# [✓] Training loss goes to 0 when specifying TargetDevice = GPU

GROUPS:
 David Cardinal 4 Votes HI -- The neural network package is really cool. I'm learning a lot from experimenting with it. I have noticed one odd thing I can't explain. I have a fairly simple CNN that I train on some images. It trains (although super-slowly) on my CPU, with a more or less reasonable loss getting smaller on each training round. But when I set TargetDevice = "GPU" it instantly reports 0 loss and finishes in just a couple seconds. As one clue, I had an Nvidia 970 with the latest Nvidia drivers and this didn't happen. I just upgraded to a new 1080 (partially for faster network training!), and that is when this started happening. I've attached a Notebook that demonstrates this behavior and has SystemInformation[] in it. (It does use images that aren't included, but I don't think there is anything special about them, they are just a bunch of JPEGs). I'm running Nvidia driver 372.70. If there is a different driver I should be using instead, please let me know. Thanks!
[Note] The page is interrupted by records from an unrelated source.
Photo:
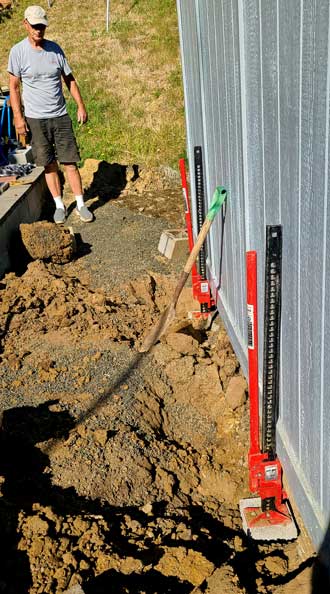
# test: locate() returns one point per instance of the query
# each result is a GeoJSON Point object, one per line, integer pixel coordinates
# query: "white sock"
{"type": "Point", "coordinates": [59, 202]}
{"type": "Point", "coordinates": [80, 202]}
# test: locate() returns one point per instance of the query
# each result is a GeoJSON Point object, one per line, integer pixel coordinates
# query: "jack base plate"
{"type": "Point", "coordinates": [274, 525]}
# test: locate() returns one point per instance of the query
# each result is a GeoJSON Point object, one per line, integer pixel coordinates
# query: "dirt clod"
{"type": "Point", "coordinates": [48, 241]}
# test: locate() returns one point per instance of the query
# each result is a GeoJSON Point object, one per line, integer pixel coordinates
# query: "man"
{"type": "Point", "coordinates": [40, 65]}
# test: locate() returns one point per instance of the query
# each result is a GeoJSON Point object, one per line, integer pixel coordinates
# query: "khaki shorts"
{"type": "Point", "coordinates": [53, 139]}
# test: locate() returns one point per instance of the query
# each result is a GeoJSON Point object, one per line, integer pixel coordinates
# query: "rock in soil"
{"type": "Point", "coordinates": [48, 241]}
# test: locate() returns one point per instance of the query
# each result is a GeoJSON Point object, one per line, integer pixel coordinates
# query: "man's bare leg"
{"type": "Point", "coordinates": [74, 178]}
{"type": "Point", "coordinates": [75, 183]}
{"type": "Point", "coordinates": [53, 180]}
{"type": "Point", "coordinates": [54, 186]}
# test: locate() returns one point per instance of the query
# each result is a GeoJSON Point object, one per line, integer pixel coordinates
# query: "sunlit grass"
{"type": "Point", "coordinates": [130, 78]}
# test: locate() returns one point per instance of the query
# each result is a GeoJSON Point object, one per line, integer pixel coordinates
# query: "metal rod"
{"type": "Point", "coordinates": [108, 15]}
{"type": "Point", "coordinates": [199, 181]}
{"type": "Point", "coordinates": [272, 334]}
{"type": "Point", "coordinates": [187, 212]}
{"type": "Point", "coordinates": [252, 315]}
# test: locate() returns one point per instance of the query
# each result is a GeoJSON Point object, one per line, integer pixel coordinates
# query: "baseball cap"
{"type": "Point", "coordinates": [36, 15]}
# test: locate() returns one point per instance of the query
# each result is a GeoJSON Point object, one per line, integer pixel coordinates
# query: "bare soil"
{"type": "Point", "coordinates": [122, 472]}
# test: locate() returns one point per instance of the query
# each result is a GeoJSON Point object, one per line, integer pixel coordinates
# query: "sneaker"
{"type": "Point", "coordinates": [85, 215]}
{"type": "Point", "coordinates": [59, 216]}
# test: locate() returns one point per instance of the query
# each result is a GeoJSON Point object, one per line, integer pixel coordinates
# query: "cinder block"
{"type": "Point", "coordinates": [173, 244]}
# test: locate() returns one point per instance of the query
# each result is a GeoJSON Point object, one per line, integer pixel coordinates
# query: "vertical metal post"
{"type": "Point", "coordinates": [272, 331]}
{"type": "Point", "coordinates": [187, 212]}
{"type": "Point", "coordinates": [199, 184]}
{"type": "Point", "coordinates": [108, 15]}
{"type": "Point", "coordinates": [252, 315]}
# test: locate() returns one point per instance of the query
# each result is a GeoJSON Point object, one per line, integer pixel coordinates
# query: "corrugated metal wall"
{"type": "Point", "coordinates": [256, 79]}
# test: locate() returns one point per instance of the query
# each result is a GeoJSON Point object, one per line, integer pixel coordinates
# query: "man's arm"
{"type": "Point", "coordinates": [75, 94]}
{"type": "Point", "coordinates": [16, 105]}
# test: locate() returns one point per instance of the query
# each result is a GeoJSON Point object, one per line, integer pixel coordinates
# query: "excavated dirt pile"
{"type": "Point", "coordinates": [122, 472]}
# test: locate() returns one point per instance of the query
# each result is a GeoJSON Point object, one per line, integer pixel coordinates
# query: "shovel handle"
{"type": "Point", "coordinates": [219, 197]}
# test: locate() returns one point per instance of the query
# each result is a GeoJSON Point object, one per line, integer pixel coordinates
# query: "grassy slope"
{"type": "Point", "coordinates": [130, 78]}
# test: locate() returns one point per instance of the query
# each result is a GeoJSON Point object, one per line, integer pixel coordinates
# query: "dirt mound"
{"type": "Point", "coordinates": [153, 191]}
{"type": "Point", "coordinates": [122, 472]}
{"type": "Point", "coordinates": [48, 241]}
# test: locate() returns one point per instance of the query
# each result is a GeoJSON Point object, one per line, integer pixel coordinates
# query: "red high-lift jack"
{"type": "Point", "coordinates": [267, 516]}
{"type": "Point", "coordinates": [200, 285]}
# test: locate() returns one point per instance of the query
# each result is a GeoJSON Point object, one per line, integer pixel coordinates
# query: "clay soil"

Attachments:
7 months ago
13 Replies
 Stefan Ragnarsson 2 Votes This might be a problem on NVIDIA's end, an interaction between the 1080/1070 cards and CUDAToolkit 7.5 and cuDNN library v5.0. We are investigating.
7 months ago
 Sebastian Bodenstein 2 Votes A number of TensorFlow users are reporting problems using a 1080/1070 with CUDA v7.5 and cuDNN v5.0 (which we are currently using for 11.0). The latest is CUDA v8RC and cuDNN v5.1: This seems to be resolved when upgrading to CUDA 8RC and cuDNN 5.1. But we are in the process of acquiring our own 1080 GPU's and will verify that this fixes the problem soon. Will keep you posted on what we find.
7 months ago
 Thanks for the quick reply. I assume that there isn't any way I can update the runtime libraries for CUDA & cuDNN that Mathematica uses on my system, but that I need to wait for a patch from you guys?
7 months ago
 We build other libraries against CUDA 7.5, which would need to be rebuilt. So we would need to push a patch.
7 months ago
 Any estimate of when this might get patched? Training on the CPU is, of course, almost useless, so I'd love to be using my 1080. Thanks for any info!
6 months ago
 Any estimate of when this might get patched? We were hoping to rebuild the 11.0 release backend with CUDA 8.0 Release Candidate, and provide a patch. Unfortunately, it does not appear to be compatible with CUDA 8.0 RC, so we can't go this simple route. So it looks like you will need to wait for 11.1, which will definitely support CUDA 8.0.
6 months ago
 Sebastian -- Thanks for the prompt reply, although "ouch" on the timing.
6 months ago
 Hi-- I experience the same problem with the Titan X GPU card from NVidia which I bought for the Deep Learning toolkit of Mathematica.The Mathematica Deep Learning toolkit is so much easier to use compared to Caffe, Theano or TensorFlow in combination with Python.But without a reasonable GPU, the Deep Learning toolkit it is too slow for solving applications. Is there a prediction when Mathematica 11.1 is about to be released?Can I subscribe to a beta release of RC of 11.1?Which is the fast graphics/GPU card that the Mathematica Toolkit will run the Deep learning functions?
5 months ago
 Fred -- I doubt it is the fastest card that works, but I've fallen back to a 970 until the bug that prevents my 1080 from working is fixed. It works okay, but of course is both slower and has less memory.
5 months ago
 David-- thanks helps me out for the momen., I'll try a 4GB Tesla K10 from a colleague and if it doesn't have enough memory I'll buy the GTX 970 with 8GB
 Great! NeuralNetworks in general and NetTrain in particular got a huge overhaul on nearly every level in 11.1, so many of the bugs and limitations in 11.0.1 should be fixed, or at least ameliorated.